At 1:22 PM -0400 5/29/03, Ian Grigg wrote:
The following appears to be a bone fide case of a
threat model in action against the PGP program.

Leaving aside commentary on the pros and cons
within this example, there is a desparate lack of
real experience in how crypto systems are attacked.
IMHO, this leads to some rather poorly chosen
engineering decisions that have shown themselves
to stymie or halt the success of otherwise good
crypto systems.

Does anyone know of a repository for real life
attacks on crypto systems?  Or are we stuck with
theoretical and academic threats when building
new systems?

iang

There is a lot of material from the World War II era (e.g Silk and Cyanide by Leo Marks) and the early cold war (e.g. http://www.nsa.gov/docs/venona/).


Government cryptographic successes are usually highly classified and kept that way for decades. There was one recent story about the FBI's apparent use of a keyboard logger to get a accused organized criminal's password.
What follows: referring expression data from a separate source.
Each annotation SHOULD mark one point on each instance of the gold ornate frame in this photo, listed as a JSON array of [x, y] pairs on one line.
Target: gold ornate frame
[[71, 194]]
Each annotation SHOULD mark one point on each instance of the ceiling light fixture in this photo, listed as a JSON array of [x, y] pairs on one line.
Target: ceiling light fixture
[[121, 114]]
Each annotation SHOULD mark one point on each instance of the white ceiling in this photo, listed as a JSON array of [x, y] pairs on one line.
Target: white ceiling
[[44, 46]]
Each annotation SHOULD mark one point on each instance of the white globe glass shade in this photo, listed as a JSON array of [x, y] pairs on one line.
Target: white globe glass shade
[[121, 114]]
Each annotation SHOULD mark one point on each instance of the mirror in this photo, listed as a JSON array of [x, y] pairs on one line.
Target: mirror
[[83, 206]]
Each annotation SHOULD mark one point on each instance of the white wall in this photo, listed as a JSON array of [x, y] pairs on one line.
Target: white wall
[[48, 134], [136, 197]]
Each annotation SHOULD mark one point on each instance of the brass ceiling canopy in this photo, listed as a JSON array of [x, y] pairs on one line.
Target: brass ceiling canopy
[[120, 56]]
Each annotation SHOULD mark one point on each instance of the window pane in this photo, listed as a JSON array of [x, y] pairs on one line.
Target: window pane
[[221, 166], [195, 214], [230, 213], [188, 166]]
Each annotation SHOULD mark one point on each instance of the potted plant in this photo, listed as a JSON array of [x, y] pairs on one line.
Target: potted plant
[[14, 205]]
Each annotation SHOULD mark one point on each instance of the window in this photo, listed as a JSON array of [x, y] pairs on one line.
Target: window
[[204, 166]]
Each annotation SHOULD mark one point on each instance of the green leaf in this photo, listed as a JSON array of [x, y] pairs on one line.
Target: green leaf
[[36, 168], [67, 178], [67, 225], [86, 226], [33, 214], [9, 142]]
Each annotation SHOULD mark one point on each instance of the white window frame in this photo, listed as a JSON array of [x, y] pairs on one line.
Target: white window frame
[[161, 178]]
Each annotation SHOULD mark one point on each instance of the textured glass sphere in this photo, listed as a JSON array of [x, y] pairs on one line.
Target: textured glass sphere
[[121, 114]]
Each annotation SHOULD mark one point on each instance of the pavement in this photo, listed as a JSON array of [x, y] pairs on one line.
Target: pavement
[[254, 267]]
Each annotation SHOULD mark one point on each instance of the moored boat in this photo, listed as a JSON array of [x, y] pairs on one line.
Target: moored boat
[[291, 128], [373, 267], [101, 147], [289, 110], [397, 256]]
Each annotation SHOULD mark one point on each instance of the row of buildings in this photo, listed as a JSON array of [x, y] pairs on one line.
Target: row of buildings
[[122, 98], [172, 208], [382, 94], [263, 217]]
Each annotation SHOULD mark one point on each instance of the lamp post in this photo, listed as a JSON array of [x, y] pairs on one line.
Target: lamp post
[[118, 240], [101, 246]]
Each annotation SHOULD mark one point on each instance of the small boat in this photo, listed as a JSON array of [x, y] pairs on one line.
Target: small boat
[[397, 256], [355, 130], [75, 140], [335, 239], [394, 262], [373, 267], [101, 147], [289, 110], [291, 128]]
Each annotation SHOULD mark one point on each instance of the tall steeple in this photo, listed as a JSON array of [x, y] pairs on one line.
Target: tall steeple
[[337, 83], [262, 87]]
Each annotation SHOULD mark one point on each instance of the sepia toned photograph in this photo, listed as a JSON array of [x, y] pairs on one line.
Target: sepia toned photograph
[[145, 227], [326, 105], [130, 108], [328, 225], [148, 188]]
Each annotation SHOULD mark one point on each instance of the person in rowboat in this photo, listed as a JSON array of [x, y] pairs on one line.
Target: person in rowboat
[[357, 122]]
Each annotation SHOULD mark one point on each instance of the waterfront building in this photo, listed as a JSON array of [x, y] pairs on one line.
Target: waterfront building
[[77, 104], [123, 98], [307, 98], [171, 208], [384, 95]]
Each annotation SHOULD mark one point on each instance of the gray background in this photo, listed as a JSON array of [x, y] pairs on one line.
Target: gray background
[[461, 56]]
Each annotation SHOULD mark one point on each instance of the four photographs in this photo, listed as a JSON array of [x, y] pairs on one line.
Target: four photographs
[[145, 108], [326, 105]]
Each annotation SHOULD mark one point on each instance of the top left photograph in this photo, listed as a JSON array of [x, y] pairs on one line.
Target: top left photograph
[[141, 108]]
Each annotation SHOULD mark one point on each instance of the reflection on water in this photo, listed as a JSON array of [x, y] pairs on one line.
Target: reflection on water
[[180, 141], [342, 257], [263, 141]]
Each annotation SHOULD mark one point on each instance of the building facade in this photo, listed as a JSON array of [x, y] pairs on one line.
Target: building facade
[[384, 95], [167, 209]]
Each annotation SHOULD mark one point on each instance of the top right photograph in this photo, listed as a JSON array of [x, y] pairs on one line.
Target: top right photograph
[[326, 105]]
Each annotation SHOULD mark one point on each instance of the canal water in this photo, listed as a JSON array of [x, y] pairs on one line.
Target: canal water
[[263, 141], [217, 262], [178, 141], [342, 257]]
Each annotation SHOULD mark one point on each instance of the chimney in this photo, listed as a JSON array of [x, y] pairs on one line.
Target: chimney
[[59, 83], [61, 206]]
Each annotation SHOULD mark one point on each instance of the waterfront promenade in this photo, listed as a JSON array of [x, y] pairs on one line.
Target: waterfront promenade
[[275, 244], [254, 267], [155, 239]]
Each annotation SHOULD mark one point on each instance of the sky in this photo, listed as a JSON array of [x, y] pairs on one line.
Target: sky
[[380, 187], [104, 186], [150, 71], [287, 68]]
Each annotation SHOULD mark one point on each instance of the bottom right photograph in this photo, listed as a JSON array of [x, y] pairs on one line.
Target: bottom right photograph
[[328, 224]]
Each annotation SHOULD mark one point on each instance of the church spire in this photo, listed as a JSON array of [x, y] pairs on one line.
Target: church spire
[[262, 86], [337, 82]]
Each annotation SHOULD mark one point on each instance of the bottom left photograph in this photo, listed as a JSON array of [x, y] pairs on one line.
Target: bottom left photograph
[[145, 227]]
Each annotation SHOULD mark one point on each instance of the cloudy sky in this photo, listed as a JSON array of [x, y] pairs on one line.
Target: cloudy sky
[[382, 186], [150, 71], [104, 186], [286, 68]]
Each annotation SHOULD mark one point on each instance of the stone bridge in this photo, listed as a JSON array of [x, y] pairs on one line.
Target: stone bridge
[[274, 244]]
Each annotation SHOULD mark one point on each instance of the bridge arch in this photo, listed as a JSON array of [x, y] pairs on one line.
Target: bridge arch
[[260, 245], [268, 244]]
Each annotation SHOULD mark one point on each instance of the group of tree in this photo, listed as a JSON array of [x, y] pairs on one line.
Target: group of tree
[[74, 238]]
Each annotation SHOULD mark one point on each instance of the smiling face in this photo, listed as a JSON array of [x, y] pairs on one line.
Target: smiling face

The latest U.S. Government wiretap report http://www.uscourts.gov/wiretap02/contents.html (they are now required to report on encryption incidents) says: "Encryption was reported to have been encountered in 16 wiretaps terminated in 2002 and in 18 wiretaps terminated in calendar year 2001 or earlier but reported for the first time in 2002; however in none of these case was encryption reported to have prevented law enforcement officials from obtaining the plain text of the communications intercepted." By comparison they reported 1358 intercepts authorized in 2002.